Podobnie jak w maju tracili zarówno posiadacze jednostek funduszy akcji czy mieszanych, jak i m.in. dłużnych krajowych. Z produktów najbardziej agresywnych na największym minusie są fundusze akcji amerykańskich. Ich średnia czerwcowa strata liczona w dolarach to 4,9 proc. Czerwcowe osłabienie złotego pozwoliło zmniejszyć stratę klientów, którzy inwestują w polskiej walucie – do 2,7 proc. A posiadaczom jednostek niektórych funduszy obligacji zagranicznych pozwoliło zarobić prawie 3 proc.
Druga od końca jest grupa popularnych funduszy otwartych, czyli akcji polskich uniwersalnych (bez funduszy małych i średnich spółek), w której przeciętny wynik to -4,8 proc. Najlepszy w czerwcu był Idea Akcji, który stracił 1,3 proc. Najsłabszy Skarbiec Akcja spadł o 6,8 proc.

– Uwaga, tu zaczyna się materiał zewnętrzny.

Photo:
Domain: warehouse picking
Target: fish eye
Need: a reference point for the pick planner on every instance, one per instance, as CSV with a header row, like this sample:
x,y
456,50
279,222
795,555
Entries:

W skali całego I półrocza Skarbiec Akcja też został zepchnięty na sam koniec tabeli, jest 5,7 proc. pod kreską. Na drugim biegunie znalazł się tu Allianz Akcji Plus z wynikiem 13,7 proc. Głównie za sprawą zysków w II kwartale, gdy indeksy giełdowe traciły. – Udało się to dzięki aktywnej polityce inwestycyjnej, zmiennej alokacji aktywów, efektywnemu hedgingowi. Również dobór spółek był poprawny – komentuje Marek Mikuć, wiceprezes Allianz TFI.
Dwucyfrowe stopy zwrotu w I półroczu wypracowały jeszcze Quercus Agresywny (12,6 proc.) oraz Idea Akcji (10,6 proc.). – Od początku działania funduszu stawiamy przede wszystkim na mniejsze i średnie spółki. Z reguły w długim okresie zachowują się one lepiej od blue chips – tłumaczy Sebastian Buczek, prezes Quercus TFI.

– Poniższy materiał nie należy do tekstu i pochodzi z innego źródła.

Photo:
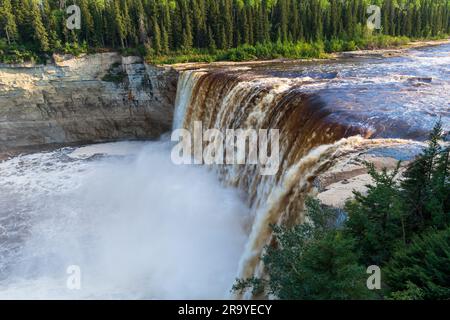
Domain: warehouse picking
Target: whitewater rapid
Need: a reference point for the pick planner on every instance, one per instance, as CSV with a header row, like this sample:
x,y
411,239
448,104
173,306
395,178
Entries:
x,y
137,226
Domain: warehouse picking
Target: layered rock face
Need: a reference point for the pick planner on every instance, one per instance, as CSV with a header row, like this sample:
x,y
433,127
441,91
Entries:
x,y
96,98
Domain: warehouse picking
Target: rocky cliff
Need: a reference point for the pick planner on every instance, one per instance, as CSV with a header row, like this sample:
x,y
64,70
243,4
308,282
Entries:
x,y
95,98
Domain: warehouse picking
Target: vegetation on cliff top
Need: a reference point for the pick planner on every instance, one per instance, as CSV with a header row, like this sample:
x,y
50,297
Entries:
x,y
400,225
206,30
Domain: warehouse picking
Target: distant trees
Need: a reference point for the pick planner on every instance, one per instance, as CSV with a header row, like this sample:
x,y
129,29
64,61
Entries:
x,y
402,227
173,25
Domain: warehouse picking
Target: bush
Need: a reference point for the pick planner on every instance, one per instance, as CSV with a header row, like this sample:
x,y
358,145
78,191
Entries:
x,y
311,261
421,270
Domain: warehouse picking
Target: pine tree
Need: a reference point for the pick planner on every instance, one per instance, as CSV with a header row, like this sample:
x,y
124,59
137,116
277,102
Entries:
x,y
8,25
39,32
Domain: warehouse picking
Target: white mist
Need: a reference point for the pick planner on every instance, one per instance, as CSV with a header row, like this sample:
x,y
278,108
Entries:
x,y
137,226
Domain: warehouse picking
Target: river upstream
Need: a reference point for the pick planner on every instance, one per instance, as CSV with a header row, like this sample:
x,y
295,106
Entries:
x,y
139,227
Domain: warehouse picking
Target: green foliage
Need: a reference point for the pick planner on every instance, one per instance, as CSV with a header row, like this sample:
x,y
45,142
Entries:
x,y
375,219
421,270
426,186
400,224
311,261
238,30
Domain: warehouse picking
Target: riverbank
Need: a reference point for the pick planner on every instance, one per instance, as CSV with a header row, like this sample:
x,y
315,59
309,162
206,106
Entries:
x,y
376,53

Czy II półrocze przyniesie zyski z funduszy akcji? – Rynki powinny odpocząć po minihossie. Na akcjach będzie można zarobić prawdopodobnie dopiero pod koniec roku – twierdzi Buczek. – Oczekujemy zmiennej koniunktury w II półroczu – mówi z kolei Mikuć. – Na takie warunki rynkowe najbardziej odpowiednie są fundusze absolutnej stopy zwrotu i aktywnej alokacji – podkreśla.